The combination has taken its toll.

Jewish voters are the evangelicals of 2008, the holy grail of the electorate, and an ungodly amount of news ink has been spilled on Obama’s “Jewish problem.”

Back in the spring, it seemed more like media groupthink than plausible pitfall. But the reality is that only one Democratic nominee since the Jewish political realignment under FDR has received less than 60 percent of the Jewish vote (President Jimmy Carter in 1980) — and polls from Gallup and the American Jewish Committee show Obama struggling to achieve even that minimum level of support.

“If Barack Obama doesn’t become the next president of the United States, I’m gonna blame the Jews,” comedian Sarah Silverman says in a public service announcement for The Great Schlep, which last weekend sent about 100 Jews from around the country to Florida to convince their bubbes and zadies to vote for Obama. (See story page 18.)

While oddsmakers say they expect Obama to be at least on par on Election Day with past Democratic candidates — if not receiving the 80 percent of the Jewish vote of Gore-Lieberman, certainly 70 percent or above — many Jews, Republicans and Democrats, leaders and laypeople, remain unconvinced.

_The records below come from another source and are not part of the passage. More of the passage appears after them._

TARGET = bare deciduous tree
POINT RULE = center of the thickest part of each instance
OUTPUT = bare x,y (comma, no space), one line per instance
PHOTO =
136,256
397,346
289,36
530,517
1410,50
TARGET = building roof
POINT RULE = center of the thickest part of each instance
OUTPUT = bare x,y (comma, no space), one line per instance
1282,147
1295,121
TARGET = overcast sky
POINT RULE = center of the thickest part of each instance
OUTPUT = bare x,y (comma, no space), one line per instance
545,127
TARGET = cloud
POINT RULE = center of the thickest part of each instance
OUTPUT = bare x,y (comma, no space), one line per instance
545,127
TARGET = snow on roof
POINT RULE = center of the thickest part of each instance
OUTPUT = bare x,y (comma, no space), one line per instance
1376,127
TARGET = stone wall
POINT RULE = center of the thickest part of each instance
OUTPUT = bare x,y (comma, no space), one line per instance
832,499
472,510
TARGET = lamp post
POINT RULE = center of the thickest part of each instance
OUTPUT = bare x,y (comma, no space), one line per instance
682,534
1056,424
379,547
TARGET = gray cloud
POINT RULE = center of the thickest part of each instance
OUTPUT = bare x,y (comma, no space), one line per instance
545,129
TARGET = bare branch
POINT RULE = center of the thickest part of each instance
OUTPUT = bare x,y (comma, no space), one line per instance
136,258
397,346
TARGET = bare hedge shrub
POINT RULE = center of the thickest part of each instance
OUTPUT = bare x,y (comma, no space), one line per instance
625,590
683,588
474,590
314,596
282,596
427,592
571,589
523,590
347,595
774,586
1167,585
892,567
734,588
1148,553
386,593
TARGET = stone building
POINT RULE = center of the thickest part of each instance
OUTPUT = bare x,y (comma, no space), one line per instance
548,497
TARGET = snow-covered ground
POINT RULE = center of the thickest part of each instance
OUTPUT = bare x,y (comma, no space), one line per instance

“It terrifies me,” said Rabbi Sharon Brous, spiritual leader of IKAR and one of the 300 members of Rabbis for Obama.

Brous’ fear is shared by many Obama supporters. Talk with the candidate’s backers about the election, and you hear optimism tinged with terror, their hope for a new American future bridled by a tight presidential race and anxiety at the possibility of another four years with a Republican in the White House. Many of McCain’s supporters, by contrast, can’t imagine a United States led by a liberal who would, as Palin repeated several times recently, “pal around with terrorists.”

The contest has split the country and the Jewish community. Feelings of anger and division have only intensified as the tactics of the campaigns, and their proxies, have gotten nastier.

“One of the most depressing developments from the past months has been the barrage of negative information I am getting from both sides of the Jewish community,” a middle-age man said during a town hall discussion of the election at Temple Israel of Hollywood on Yom Kippur. “It’s just which hot-button issue is going to scare people to action. Not only is this not enlightening, but it speaks incredibly poorly to what the Jewish strategists think of the Jewish community.”

To be sure, the Jewish vote, like any other group, cannot be counted on to vote as a bloc, but reading the tea leaves this year has become more difficult because of the unknowns of race, let alone the economy.

Obama supporters have said that at least some Jews supporting McCain do so because they can’t bring themselves to vote for a black man. McCain backers have said their liberal co-religionists are putting domestic issues, on which McCain is to the right of the non-Orthodox Jewish community, ahead of Israel and, by extension, national security.

“This is not an election where Jews feel they can wholeheartedly embrace either candidate,” said Jonathan Sarna, a professor of American Jewish history at Brandeis University. “I’ve had this conversation numerous times, particularly with older people. But at some point you have to make a decision, and I doubt Jews will sit out this election.”

So how will they vote? Plenty of predictions have been made — Sarna anticipates Obama getting a “strong majority”; Michael Berenbaum, an adjunct professor of theology at American Jewish University, guarantees 70-30 favoring the Democrat, at worst. A few doubt the incumbent Republican Party can escape the election without losing voters angry about the plummeting economy, and even Weekly Standard Editor William Kristol has said McCain’s presidential hopes are probably doomed.

But, of course, it’s all a betting game until Nov. 4.